Regardless, all these mics were manufactured for Wollensak by Shure as model B-162-4. These 3M/Revere/Wollensak microphones didn't use standard 1/4" plugs. They were a bit short, and maybe a hair too narrow so they make proper contact for use with other devices. I resolved this by hacking off the original plug and soldering on a standard plug.

Wollensak was manufacturer of audio-visual gear, mostly portable tape recorders and video cameras. Their reel to reel tape recorders are very collectible among audio nerds which is why I wanted to see if mine worked. (obviously it does.) The company was founded in 1899 by the brothers Andrew and John Wollensak to produce camera shutters. Andrew was previously a machinist at Bausch &Lomb starting in 1882. He was skilled enough to be involved in shutter design which is probably how he and his brother had the gumption to start up their own company.
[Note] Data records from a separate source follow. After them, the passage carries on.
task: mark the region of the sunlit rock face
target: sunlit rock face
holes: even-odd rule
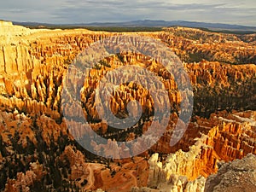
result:
[[[69,108],[72,97],[61,98],[65,76],[77,55],[114,35],[82,29],[30,30],[0,22],[1,190],[204,191],[212,189],[212,177],[206,187],[205,182],[217,173],[218,162],[256,154],[253,35],[180,27],[139,33],[166,44],[178,55],[193,86],[193,116],[181,140],[172,147],[184,98],[173,76],[148,56],[120,53],[99,61],[78,90],[80,102],[77,105],[82,110]],[[107,156],[131,155],[125,145],[113,150],[116,143],[132,141],[147,132],[154,106],[163,102],[164,97],[154,102],[154,84],[147,84],[150,90],[135,82],[122,84],[113,92],[106,90],[111,96],[104,105],[115,117],[125,119],[129,116],[127,103],[137,100],[142,106],[142,117],[135,125],[123,130],[101,119],[102,112],[96,108],[101,101],[95,100],[100,80],[108,73],[129,65],[146,68],[162,82],[170,100],[170,119],[160,140],[150,135],[131,148],[136,153],[147,143],[155,143],[148,150],[133,158],[108,160],[76,142],[86,133],[79,117],[85,117],[90,127],[110,143],[89,141],[95,151]],[[137,72],[134,69],[127,75]],[[110,78],[112,81],[119,79],[114,73]],[[131,114],[137,116],[137,104],[131,103]],[[69,118],[63,118],[64,111]],[[155,125],[157,132],[160,128]]]

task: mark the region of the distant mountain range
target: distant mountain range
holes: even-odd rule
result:
[[[238,32],[256,32],[256,26],[247,26],[241,25],[230,25],[223,23],[206,23],[184,20],[133,20],[125,22],[94,22],[94,23],[78,23],[78,24],[47,24],[37,22],[13,22],[15,25],[21,25],[26,26],[95,26],[95,27],[166,27],[166,26],[185,26],[195,28],[207,28],[213,31],[238,31]]]

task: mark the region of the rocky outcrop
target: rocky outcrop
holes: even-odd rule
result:
[[[205,192],[238,192],[256,189],[256,155],[247,154],[242,160],[219,163],[217,174],[207,177]]]
[[[255,63],[253,36],[178,27],[143,33],[167,43],[183,61],[194,87],[191,122],[183,138],[171,147],[179,105],[185,98],[159,61],[137,53],[119,53],[98,61],[83,88],[76,90],[81,97],[76,107],[83,107],[78,110],[71,108],[72,95],[61,98],[67,69],[92,43],[117,33],[29,30],[3,22],[0,27],[0,190],[131,191],[135,187],[133,191],[202,191],[206,177],[217,172],[218,162],[256,154],[255,112],[245,111],[255,109],[256,67],[227,64]],[[155,124],[154,134],[138,139],[131,148],[136,154],[147,143],[156,143],[150,149],[134,158],[109,160],[89,153],[74,141],[87,131],[79,117],[85,117],[90,130],[110,143],[97,144],[89,139],[95,151],[119,158],[121,153],[127,153],[127,146],[116,150],[116,143],[144,135],[151,125],[154,105],[165,100],[160,96],[153,101],[150,95],[158,84],[148,81],[149,90],[130,82],[113,91],[103,89],[111,96],[109,102],[95,101],[100,79],[107,72],[125,65],[154,73],[168,93],[172,110],[166,131],[159,141],[154,136],[159,124]],[[137,73],[133,70],[128,76]],[[119,79],[119,75],[110,75],[112,81]],[[103,85],[108,88],[108,84]],[[127,110],[127,103],[133,100],[142,104],[143,111],[134,126],[116,130],[99,118],[101,111],[96,110],[96,102],[102,102],[117,118],[124,119],[129,112],[137,116],[137,108]],[[62,119],[63,112],[69,118]],[[75,134],[71,134],[68,124]],[[154,153],[158,154],[151,156]]]

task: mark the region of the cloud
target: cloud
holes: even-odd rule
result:
[[[49,23],[183,20],[256,26],[256,1],[9,0],[0,19]]]

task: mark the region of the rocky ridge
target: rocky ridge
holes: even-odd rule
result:
[[[180,28],[139,33],[166,43],[183,60],[194,87],[193,119],[181,141],[172,148],[170,138],[183,97],[172,76],[155,61],[138,54],[124,53],[100,61],[84,81],[82,101],[86,110],[84,113],[70,113],[85,114],[93,130],[110,142],[114,143],[113,138],[132,140],[147,131],[154,105],[146,89],[132,83],[124,84],[113,94],[111,111],[124,117],[127,114],[125,103],[137,99],[143,107],[143,124],[117,132],[98,122],[95,93],[90,89],[97,86],[97,78],[104,74],[104,70],[129,63],[148,67],[164,83],[173,104],[167,131],[143,154],[144,157],[109,162],[93,156],[75,143],[62,121],[61,99],[63,77],[77,54],[94,42],[116,34],[87,30],[29,30],[10,23],[1,25],[1,189],[79,191],[101,188],[130,191],[131,187],[148,187],[156,188],[156,191],[202,191],[203,177],[216,172],[218,161],[256,153],[255,112],[244,111],[255,110],[255,44],[251,37],[212,35],[199,30],[183,32]],[[78,123],[76,119],[73,122]],[[79,127],[74,127],[79,131]],[[95,148],[111,152],[104,146]],[[155,152],[158,156],[153,154],[148,164],[147,159]],[[41,168],[37,171],[30,163]],[[117,183],[119,185],[116,186]]]

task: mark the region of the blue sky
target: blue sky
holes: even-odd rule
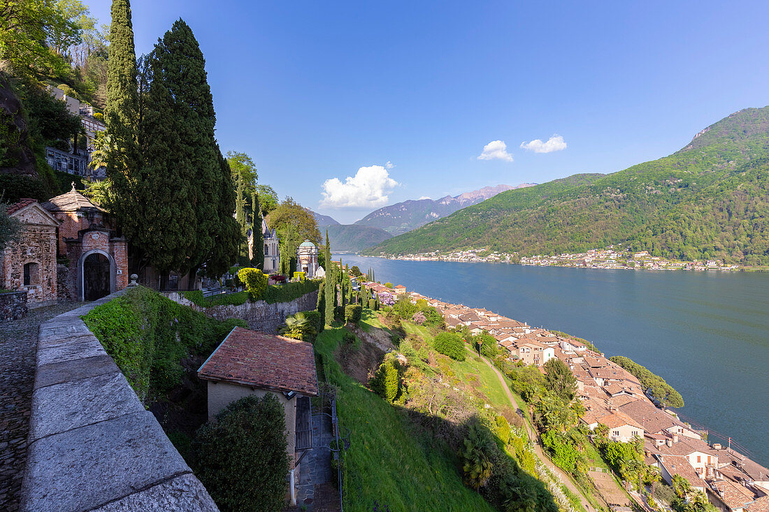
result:
[[[109,2],[85,3],[108,21]],[[619,171],[769,104],[765,2],[131,7],[138,54],[178,18],[192,28],[222,151],[345,223],[383,203]],[[535,139],[556,151],[521,147]],[[495,141],[506,152],[479,159]]]

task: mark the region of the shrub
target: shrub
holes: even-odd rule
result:
[[[345,308],[345,320],[353,324],[357,324],[361,321],[361,313],[362,311],[363,308],[358,305],[352,304],[347,306]]]
[[[441,332],[434,341],[435,350],[451,359],[464,361],[464,342],[453,332]]]
[[[251,301],[258,301],[267,292],[268,278],[258,268],[241,268],[238,271],[238,278],[245,284]]]
[[[248,396],[198,431],[195,474],[221,510],[283,510],[288,473],[285,414],[272,394]]]
[[[401,377],[395,362],[388,359],[379,365],[369,384],[371,390],[388,402],[401,395]]]

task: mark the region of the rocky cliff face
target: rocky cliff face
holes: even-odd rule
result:
[[[512,188],[531,187],[531,185],[524,183],[517,187],[498,185],[494,187],[484,187],[471,192],[464,192],[455,197],[447,195],[438,200],[404,201],[372,211],[355,224],[384,229],[391,234],[401,234],[428,222],[451,215],[467,206],[486,201],[500,192]]]
[[[0,73],[0,175],[37,178],[22,102],[8,78]]]

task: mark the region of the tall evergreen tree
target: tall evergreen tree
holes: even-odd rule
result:
[[[230,269],[238,256],[241,241],[240,227],[232,218],[235,192],[227,160],[217,146],[219,163],[219,203],[218,204],[219,228],[213,248],[205,262],[206,274],[213,278],[221,277]]]
[[[105,121],[108,140],[107,175],[117,199],[114,213],[131,238],[136,223],[135,207],[142,201],[135,185],[141,162],[135,127],[138,121],[136,52],[128,0],[113,0],[107,64],[107,104]]]
[[[325,320],[327,324],[334,321],[335,297],[336,296],[336,281],[334,279],[334,265],[331,264],[331,244],[328,243],[328,230],[326,229],[326,246],[324,248],[326,257],[326,279],[324,291],[326,294]]]
[[[251,258],[251,264],[256,268],[265,269],[265,239],[261,234],[261,207],[259,205],[259,194],[255,193],[251,196],[251,235],[254,241],[254,254]]]
[[[238,189],[235,195],[235,221],[240,226],[239,255],[247,256],[248,248],[245,238],[248,232],[248,223],[245,218],[245,198],[243,196],[243,178],[238,176]]]

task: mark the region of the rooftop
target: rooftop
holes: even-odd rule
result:
[[[318,394],[312,344],[236,327],[198,371],[207,381]]]

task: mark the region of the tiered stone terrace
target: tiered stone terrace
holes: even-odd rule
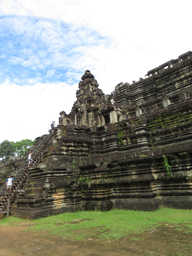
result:
[[[146,76],[106,95],[86,70],[71,112],[60,112],[46,153],[30,168],[14,215],[192,208],[192,52]]]

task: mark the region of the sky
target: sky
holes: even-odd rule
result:
[[[85,71],[117,84],[192,50],[191,0],[0,0],[0,143],[48,133]]]

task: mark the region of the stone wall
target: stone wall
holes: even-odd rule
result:
[[[110,95],[86,70],[14,215],[191,209],[192,60],[188,52]]]

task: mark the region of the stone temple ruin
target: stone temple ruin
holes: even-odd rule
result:
[[[24,187],[13,215],[192,209],[192,53],[110,95],[86,70],[70,113],[39,138],[33,166],[17,172],[14,190]]]

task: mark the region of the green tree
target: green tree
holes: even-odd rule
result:
[[[12,142],[6,140],[0,144],[0,158],[7,160],[9,160],[10,156],[14,155]]]
[[[12,142],[15,155],[18,156],[24,156],[25,152],[34,145],[36,141],[35,140],[32,141],[26,139],[16,142]]]

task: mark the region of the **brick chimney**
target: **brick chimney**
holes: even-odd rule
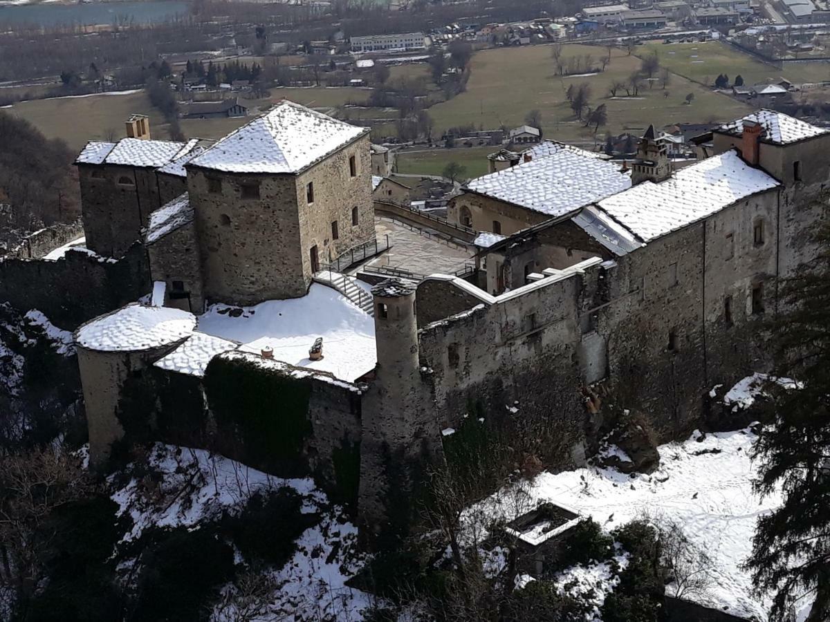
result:
[[[748,164],[758,164],[759,141],[764,134],[764,126],[755,121],[744,119],[743,142],[740,153]]]

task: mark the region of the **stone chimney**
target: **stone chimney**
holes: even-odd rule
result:
[[[146,114],[133,114],[127,119],[127,138],[150,139],[150,119]]]
[[[747,164],[758,164],[759,142],[764,135],[764,126],[755,121],[744,119],[743,142],[740,153]]]

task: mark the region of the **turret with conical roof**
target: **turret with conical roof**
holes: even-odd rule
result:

 The company was based in Rochester, NY. John died in 1933 and Andrew just three years later but the company continued on.  It peaked around 1958 with over 1200 employees. After their passing the company was owned by a number of companies including Revere and 3M among others. It's final owner Anson Instruments bought Wollensak in 1974 and ceased all operations in 2001. They continued to make tape recorders until about 1978. Surplus Shed presently owns the trademark. But it was under 3M that it really got into audio. 3M used the Wollensak brand name on numerous tape recorders including at least one line of 8-track recorders.